Italia, Bologna, giorni della Liberazione. Una ragazza in divisa da ausiliaria americana si affaccia per chiedere indicazioni nella bottega di un barbiere. Un giovane scrittore, dentro il negozio, la vede e si innamora a prima vista. Un po’ come successe a Pupi Avati vedendo Amelia Turri passeggiare per le strade di Bologna con il fidanzato di allora. “Lei, bellissima, camminava nelle strade di Bologna tenendosi per mano con un tipo bello, alto, era un principe, Gianluigi Zucchini. E io, vedendola, mi resi conto che era la tessera mancante del mio puzzle. Che era la “lei” della storia della mia vita.“

Nel L’Orto americano c’è tanto del regista, autore, scrittore (montatore e musicista Avati). Soprattutto, c’è quella sua passione per il paranormale che lo portò a confezionare quel “gotico padano” che era La casa dalle finestre che ridono, nel 76, oltre ad altri titoli come Signor Diavolo e Zeder. Stavolta, oltre alle pianure nostrane, ci sono anche le lande dell’Idaho perché “L’America rurale è del tutto simile alla nostra Emilia-Romagna.” La storia si snoda nello scenario inquietante del traffico clandestino di cadaveri, con un protagonista – un giovane psicopatico ed aspirante scrittore che porta con sé un album dei suoi parenti morti – alla ricerca del suo amore perduto. Ed è in America che, in modo rocambolesco, ritrova le tracce della ragazza, ritornando in Italia a cercarla, sentendo voci, scavando nell’orto di una vicina da cui provengono urla.

La prova magistrale di Filippo Scotti

Il giovane attore, classe ’99, ha tanto teatro alle spalle e traguardi già importantissimi: premio Marcello Mastroianni a Venezia, candidatura a miglior attore protagonista al David di Donatello 2022 e premio Guglielmo Biraghi ai Nastri d’Argento. Nel 2021 lo abbiamo visto in È stata la mano di Dio di Paolo Sorrentino, dove interpretava Fabietto Schisa, alter ego dello stesso regista da giovane. Qui, Filippo salta sul treno in corsa, entrando nel cast una settimana prima delle riprese. “Iniziamo lunedì, la sceneggiatura ce l’hai,” gli dice Pupi. “Non avevo ancora dato una risposta, ma per lui ero già dentro e sono entrato nel suo modus operandi, nella sua modalità di amarti.” “Un set pieno di amore” sono parole che Filippo usa spesso descrivendo l’esperienza. “Il mio personaggio non ha nome, l’ho costruito partendo da questo.

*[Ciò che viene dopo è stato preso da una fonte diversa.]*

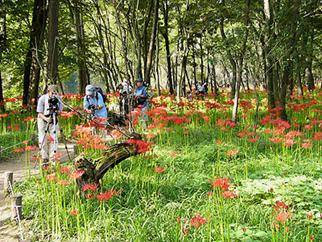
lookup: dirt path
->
[0,144,74,242]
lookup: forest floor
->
[0,144,74,242]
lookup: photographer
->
[134,79,149,128]
[37,85,63,166]
[84,85,107,119]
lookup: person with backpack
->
[134,79,149,128]
[84,85,107,118]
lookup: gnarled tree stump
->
[74,134,141,188]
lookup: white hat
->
[85,85,95,96]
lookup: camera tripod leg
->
[60,129,71,160]
[39,120,49,167]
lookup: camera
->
[48,96,59,114]
[88,104,96,111]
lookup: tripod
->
[40,112,71,165]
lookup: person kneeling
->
[37,85,63,168]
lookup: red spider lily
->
[284,139,296,147]
[285,130,304,139]
[237,130,253,138]
[85,193,94,200]
[306,213,313,219]
[145,134,157,139]
[182,228,189,236]
[31,156,41,161]
[154,166,165,174]
[176,217,181,224]
[274,201,288,211]
[69,209,79,217]
[212,178,230,191]
[58,180,70,187]
[222,191,239,199]
[23,116,35,122]
[111,129,123,139]
[46,174,57,182]
[14,148,25,153]
[96,189,118,202]
[275,211,291,224]
[215,139,224,145]
[304,124,313,130]
[8,124,20,131]
[25,145,38,151]
[226,149,239,157]
[59,166,70,175]
[82,183,98,192]
[301,140,313,149]
[272,129,284,136]
[190,215,207,229]
[313,132,322,140]
[47,135,55,142]
[270,118,291,130]
[70,169,85,179]
[60,111,77,119]
[216,119,236,128]
[125,139,151,154]
[248,136,259,143]
[269,137,282,144]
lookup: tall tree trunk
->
[47,0,59,84]
[22,0,47,106]
[0,71,5,112]
[232,0,250,123]
[144,0,159,84]
[72,0,89,94]
[31,0,47,109]
[0,0,7,112]
[192,45,198,87]
[262,0,276,108]
[161,0,174,95]
[154,28,161,96]
[232,57,243,123]
[306,56,315,91]
[199,35,205,83]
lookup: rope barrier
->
[0,139,32,153]
[8,181,24,240]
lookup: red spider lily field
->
[0,90,322,241]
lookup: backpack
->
[95,87,107,103]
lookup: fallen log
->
[74,134,149,188]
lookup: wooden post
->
[73,145,78,156]
[11,194,22,220]
[3,171,13,197]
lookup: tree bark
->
[144,0,159,84]
[22,0,47,106]
[232,0,250,123]
[72,0,89,94]
[47,0,59,84]
[161,0,174,95]
[0,0,7,112]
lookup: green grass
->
[5,90,322,242]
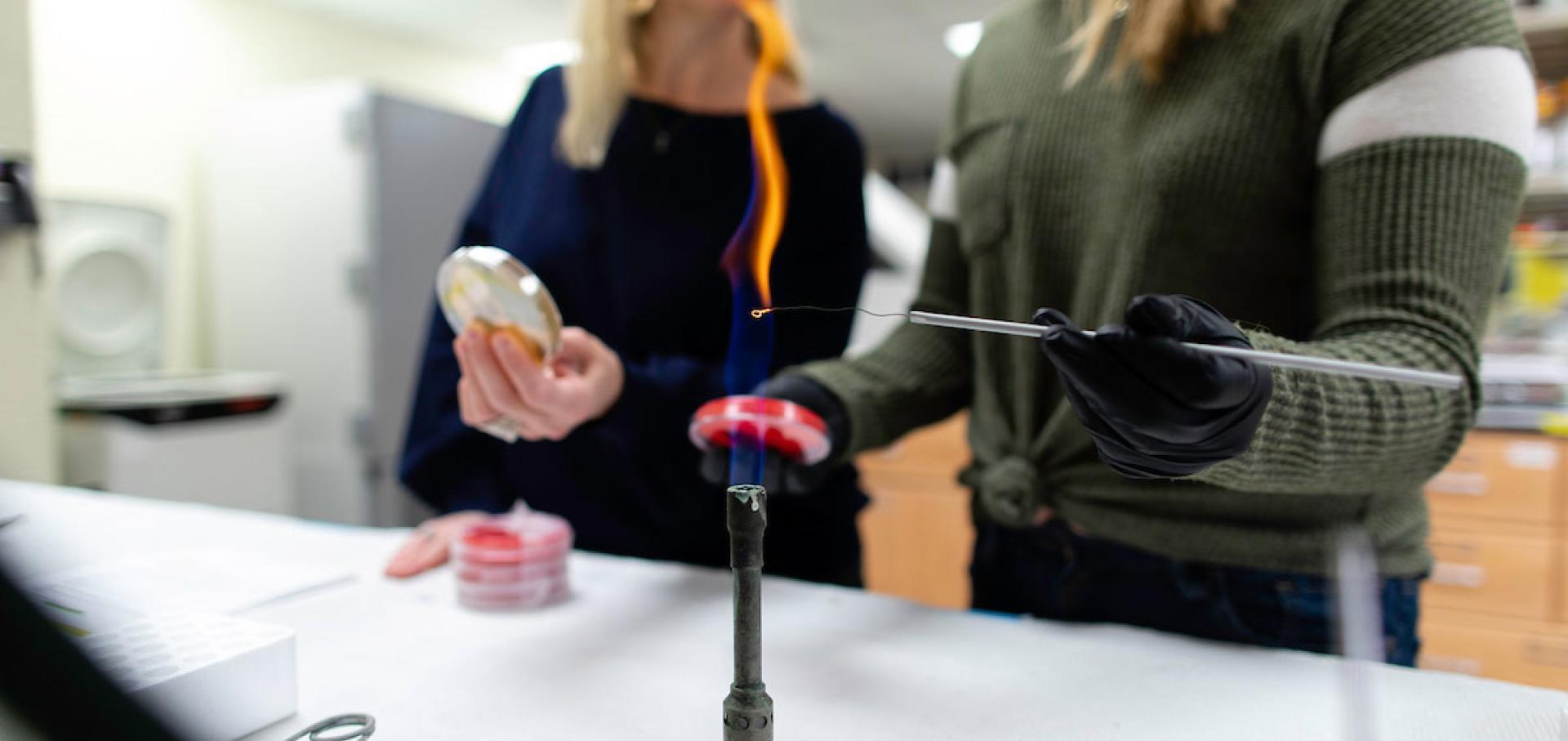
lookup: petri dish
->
[436,247,561,363]
[687,395,833,465]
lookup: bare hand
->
[452,327,626,441]
[385,511,491,579]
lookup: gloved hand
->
[702,375,850,494]
[1035,295,1273,479]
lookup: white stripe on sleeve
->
[1317,47,1535,165]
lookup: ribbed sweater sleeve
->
[1195,138,1526,494]
[792,220,972,457]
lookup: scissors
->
[287,712,376,741]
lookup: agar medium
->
[452,506,572,611]
[436,247,561,363]
[687,395,833,466]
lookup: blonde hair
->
[1063,0,1236,87]
[555,0,800,170]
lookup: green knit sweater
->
[800,0,1526,576]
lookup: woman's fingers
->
[385,525,450,579]
[384,511,489,579]
[453,328,550,441]
[491,334,576,440]
[460,330,530,417]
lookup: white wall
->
[30,0,525,368]
[0,0,58,482]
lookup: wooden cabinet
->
[858,416,1568,690]
[1423,528,1558,620]
[1419,431,1568,690]
[856,414,973,608]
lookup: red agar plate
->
[687,395,833,466]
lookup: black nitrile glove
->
[1035,295,1273,479]
[702,375,850,494]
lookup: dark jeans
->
[969,523,1421,666]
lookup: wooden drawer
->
[1422,528,1558,620]
[1427,431,1561,525]
[856,414,969,474]
[1418,620,1568,690]
[859,471,973,608]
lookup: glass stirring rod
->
[751,306,1464,390]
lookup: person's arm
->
[789,203,970,457]
[399,70,559,511]
[1195,36,1534,494]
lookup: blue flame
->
[723,155,773,485]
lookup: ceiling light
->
[506,39,581,77]
[942,20,985,60]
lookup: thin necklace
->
[641,100,692,154]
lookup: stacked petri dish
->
[452,509,572,611]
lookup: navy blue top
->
[402,68,871,584]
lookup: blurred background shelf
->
[1515,7,1568,80]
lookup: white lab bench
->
[0,482,1568,741]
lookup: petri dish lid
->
[436,247,561,361]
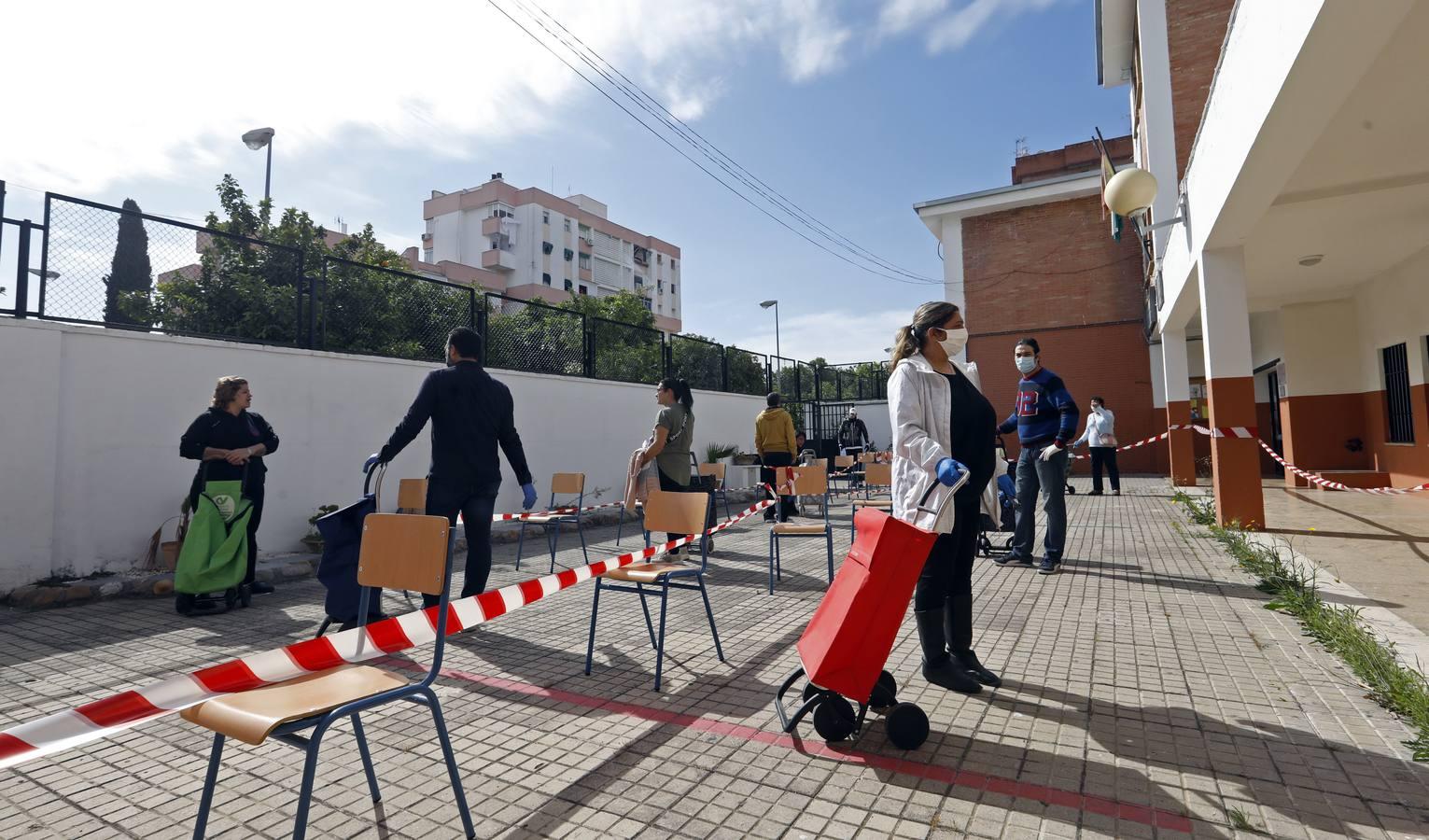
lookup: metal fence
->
[480,293,589,376]
[35,193,310,345]
[0,181,888,402]
[312,258,477,358]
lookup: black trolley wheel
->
[869,671,897,708]
[886,703,929,750]
[813,692,859,741]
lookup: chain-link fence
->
[669,334,726,391]
[315,258,477,360]
[483,294,587,376]
[586,317,665,385]
[724,347,769,396]
[38,193,306,344]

Pupi Avati mi ha dato una profonda libertà sul set.” Bellissimi, i racconti dell’atmosfera che scaturisce dalla personalità del regista: “Alle volte il set si fermava, cadeva un silenzio irreale e Pupi appariva e riscriveva la scena. Ho costruito il personaggio attraverso i suoi aneddoti fuori dal set, i dubbi che nascevano durante la lavorazione.”

Bianco e nero e nebbia padana

Altri volti che si trovano nel film sono quello di Chiara Caselli, di Alessia Fabiani e Andrea Roncato, che recita il ruolo di un poliziotto che raccoglie una denuncia dando alla scena un involontario risvolto comico. Se la trama dalla metà ha dei cedimenti, avvitandosi in un citazionismo che ricorda il cinema americano degli anni Quaranta, il bianco e nero, con fotografia di Cesare Bastelli, è convincente. Alcune inquadrature ricordano i primi piani di Hitchcock. Le arcane paure si dipanano sul Delta del Po, sulla scia di un killer che massacra donne e di un amore che resta il vero propulsore, in barba all’horror.